The mission will be SpaceX’s 26th and final inauguration in 2020 and is a big surprise. – The last orbit of the year was in the U.S. As always, SpaceX will broadcast the launch live, starting 15 minutes before the lift off (8:30 a.m. EST / UTC-5).
The National Reconnaissance Office Fees (NRO) says SpaceX is on track to launch its last Falcon 9 after a nearly two-month delay and attempt a year of landing.
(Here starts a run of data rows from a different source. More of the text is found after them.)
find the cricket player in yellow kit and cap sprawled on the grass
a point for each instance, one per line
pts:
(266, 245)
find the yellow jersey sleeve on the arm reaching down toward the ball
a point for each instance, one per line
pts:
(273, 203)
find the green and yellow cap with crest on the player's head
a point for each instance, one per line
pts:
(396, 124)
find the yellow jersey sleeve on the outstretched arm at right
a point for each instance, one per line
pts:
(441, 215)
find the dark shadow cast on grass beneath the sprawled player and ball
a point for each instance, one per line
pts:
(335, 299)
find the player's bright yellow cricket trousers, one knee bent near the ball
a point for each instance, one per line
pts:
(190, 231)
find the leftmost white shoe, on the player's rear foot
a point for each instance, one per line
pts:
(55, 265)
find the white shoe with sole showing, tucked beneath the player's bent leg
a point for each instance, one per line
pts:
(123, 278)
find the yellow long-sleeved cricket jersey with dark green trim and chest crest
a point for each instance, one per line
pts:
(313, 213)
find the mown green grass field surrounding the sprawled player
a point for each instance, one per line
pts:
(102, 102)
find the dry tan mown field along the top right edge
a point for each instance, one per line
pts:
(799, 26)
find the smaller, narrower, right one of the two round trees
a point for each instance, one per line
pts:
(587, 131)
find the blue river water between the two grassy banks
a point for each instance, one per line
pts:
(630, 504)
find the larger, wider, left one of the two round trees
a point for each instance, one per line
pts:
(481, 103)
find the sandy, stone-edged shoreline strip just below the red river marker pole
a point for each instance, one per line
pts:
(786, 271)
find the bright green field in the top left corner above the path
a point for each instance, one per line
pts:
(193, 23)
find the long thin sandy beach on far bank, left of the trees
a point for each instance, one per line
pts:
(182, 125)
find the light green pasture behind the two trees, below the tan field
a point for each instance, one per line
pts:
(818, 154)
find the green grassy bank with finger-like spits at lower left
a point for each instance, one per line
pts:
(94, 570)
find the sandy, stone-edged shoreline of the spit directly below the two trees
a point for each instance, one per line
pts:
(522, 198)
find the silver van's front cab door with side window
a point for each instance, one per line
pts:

Originally scheduled to launch in early October, the secret orbital spy agency’s NROL-108 launch plans were quietly revealed in routine communication permission requests filed by the FCC through SpaceX. Unfortunately, those plans came at a time when the issue of the Falcon 9 booster engine canceled a SpaceX launch at the last second, forcing the company to investigate a quick but comprehensive discrepancy. As it turns out, the Falcon 9 booster assigned to support NROL-108 (B1059) was a practical sibling with three new boosters affected by the investigation.
The SpaceX may have had to replace some of the nine Merlin 1D engines on the B1059, although the B1059 has successfully completed four launches and landings, with very few results. After all, while nothing is known for sure, the payload-side issue with NROL-108 Satellite (PA) is largely the cause of the next eight-week delay. Now, as confirmed by the NRO on December 14, SpaceX is set to launch its second mission for the spy agency on Thursday, December 17, from 9 a.m. to 12 p.m. EST (14: 00-17: 00 UTC).
For SpaceX, this will be the third time in a month that a customer has effectively jumped several Falcon 9 booster reuse milestones, demonstrating extreme confidence in the company’s expertise with flight-proof rockets. On December 6, the Falcon 9 Booster B1058 took off for the fourth time in support of SpaceX’s CRS-21 space station NASA’s resumed mission, marking the space agency’s two-time launch. Or Booster flying three times.
Carrying a large communications satellite for the Sirius XM on December 13, another Falcon 9 booster took off for the seventh time, becoming the first private customer to launch on a five-flight or six-flight SpaceX rocket.
Four days after SXM-7, SpaceX will now launch the mysterious NROL-108 mission. With the NRO launching payloads on any type of flight-proof commercial rocket, its first flight will be the first to land on a two-flight, three-flight or four-flight booster – the largest numerical jump ever taken by a SpaceX customer. The NRO’s first and only SpaceX launch – technically contracted by spacecraft provider Bell Aerospace, not the NRO itself – was completed in May 2017.
While less notable, NROL-108 will launch SpaceX’s first U.S. government four-flight Falcon 9 booster, yet another indication that its most valued customers have made full purchases in the value and technical viability of reusable rockets.
Upon launch, the Falcon 9B1059 will flip and return to the Florida coast for landing on one of SpaceX’s two east coast landing zones. One minute or more after the booster separation, two payload ferries half of the Falcon 9 are expected to burst with a 330km (~ 205 mile) downgrade, where SpaceX retrieval ships will attempt GO search and GO Ms Tree recovery.